Marcus Attilius Regulus (d250 BC) was a Roman general who, initially victorious, became a prisoner in Carthage. Sent to Rome with a Carthaginian embassy, he urged the Senate not to negotiate peace terms despite his own life depending on a successful outcome. He returned to Carthage where, according to legend, he was shut into a barrel studded with spikes and rolled down a mountain. Metastasio had written the libretto of Attilio Regolo in 1740 but circumstances prevented its being set to music at the time; Hasse’s opera was performed in Dresden in 1750. If the typical opera seria was concerned with the conflict between personal advantage and public duty, then Attilio Regolo was an opera seria par excellence. With its grim ending, Metastasio doubted it would be taken up by many others, as his librettos generally were, and indeed only three further versions are known. But Hasse became his favourite composer and went on to set many more of his texts.  
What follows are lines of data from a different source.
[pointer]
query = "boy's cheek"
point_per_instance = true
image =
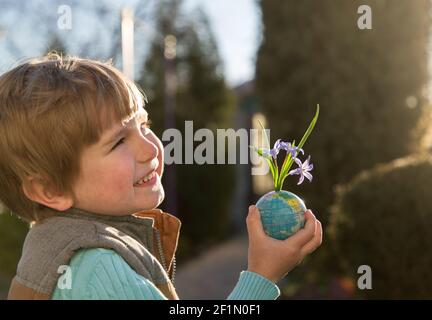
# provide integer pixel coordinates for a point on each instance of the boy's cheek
(160, 147)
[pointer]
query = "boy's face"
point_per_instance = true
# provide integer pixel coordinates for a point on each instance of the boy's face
(111, 168)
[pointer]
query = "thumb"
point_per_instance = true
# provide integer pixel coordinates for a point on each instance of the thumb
(253, 222)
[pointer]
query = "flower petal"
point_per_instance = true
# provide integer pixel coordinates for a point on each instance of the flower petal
(308, 176)
(301, 179)
(298, 161)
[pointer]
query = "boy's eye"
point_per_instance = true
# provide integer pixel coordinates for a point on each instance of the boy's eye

The action, such as it is, concerns the efforts of the other characters to persuade Regolo to change his mind. There is a love interest, of sorts: Attilia, Regolo’s daughter, is mutually in love with the tribune Licinio; Amilcare, the Carthaginian ambassador, is mutually in love with Barce, who is also loved by Publio, Regolo’s son. But there are no love duets: in fact there are no duets or ensembles at all, the opera consisting entirely of recitatives and arias until the final Coro. What gets the opera into the history books are the accompanied recitatives, where the vocal line is punctuated by the strings: these and other aspects of characterisation were the subject of a famous letter from librettist to composer (October 20, 1749) that was surely intended for publication. The last scene is particularly effective, where Hasse moves three times from secco recitative to accompagnato and back.  

Given the seriousness of the subject, the arias are, on the whole, surprisingly jolly. The orchestration is plain: the violins are sometimes doubled by oboes or flutes, and a pair of horns puts in an appearance a couple of times. This 20-year-old concert performance from Dresden doesn’t exactly set the pulse racing. As Regolo, the part originally taken by the amusingly named Domenico Annibale, Alex Köhler gives little hint of the hero’s moral stature. Sibylla Rubens is too lightweight as Publio. On the other hand Michael Volle, now well known in Wagner and Strauss, is by no means overpowering in the role of Licinio. Martina Borst as Attilia, the part composed for Hasse’s wife Faustina Bordoni, is fluent in the melismas of her simile aria ‘Mia parea del porto in seno’; but the most winning performance comes from Carmen Fuggiss’s fresh-voiced Barce. The Cappella Sagittariana Dresden play springily for Frieder Bernius.  

There are various cuts. The two booklets contain contemporary illustrations, including costume designs, but the layout is confusing and there are many errors (not just typos). The libretto is given in Italian and German only. This is a useful stopgap but sceptics will need something better to be convinced of Hasse’s genius.